I am trying to parse a list of items which satisfies the python regex
r'\A(("[\w\s]+"|\w+)\s+)*\Z'
that is, it's a space separated list except that spaces are allowed inside quoted strings. I would like to get a list of items in the list (that is of items matched by the
r'("[\w\s]+"|\w+)'
part. So, for example
>>> parse('foo "bar baz" "bob" ')
['foo', '"bar baz"', '"bob"']
Is there any nice way to do this with python re?
Many things don't quite work. For example
>>> re.match(r'\A(("[\w\s]+"|\w+)\s+)*\Z', 'foo "bar baz" "bob" ').group(2)
'"bob"'
only returns the last one it matched. On the other hand
>>> re.findall(r'("[\w\s]+"|\w+)', 'foo "bar baz" "bob" ')
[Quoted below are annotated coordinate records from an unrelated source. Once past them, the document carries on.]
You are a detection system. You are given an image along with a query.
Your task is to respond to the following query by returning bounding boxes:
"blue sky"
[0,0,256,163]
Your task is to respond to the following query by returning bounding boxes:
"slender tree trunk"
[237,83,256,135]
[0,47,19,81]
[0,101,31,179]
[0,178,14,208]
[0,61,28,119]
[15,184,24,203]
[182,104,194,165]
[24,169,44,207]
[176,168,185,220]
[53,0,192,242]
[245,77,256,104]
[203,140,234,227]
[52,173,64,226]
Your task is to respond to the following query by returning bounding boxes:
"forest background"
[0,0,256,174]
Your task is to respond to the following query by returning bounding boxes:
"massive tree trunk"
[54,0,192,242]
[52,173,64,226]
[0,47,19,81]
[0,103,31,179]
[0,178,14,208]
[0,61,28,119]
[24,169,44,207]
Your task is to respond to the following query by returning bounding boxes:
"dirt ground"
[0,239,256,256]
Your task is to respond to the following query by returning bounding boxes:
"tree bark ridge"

['foo', '"bar baz"', '"bob"']
but it also accepts malformed expressions like
>>> re.findall(r'("[\w\s]+"|\w+)', 'foo "bar b-&&az" "bob" ')
['foo', 'bar', 'b', 'az', '" "', 'bob']
So is there any way to use the original regex and get all of the items that matched group 2? Something like
>>> re.match_multigroup(r'\A(("[\w\s]+"|\w+)\s+)*\Z', 'foo "bar baz" "bob" ').group(2)
['foo', '"bar baz"', '"bob"']
>>> re.match_multigroup(r'("[\w\s]+"|\w+)', 'foo "bar b-&&az" "bob" ')
None
Edit: It is important that I preserve the quotes in the output, thus I don't want
>>> re.match_multigroup(r'\A(("[\w\s]+"|\w+)\s+)*\Z', 'foo "bar baz" "bob" ').group(2)
['foo', 'bar baz', 'bob']
because then I don't know if bob was quoted or not.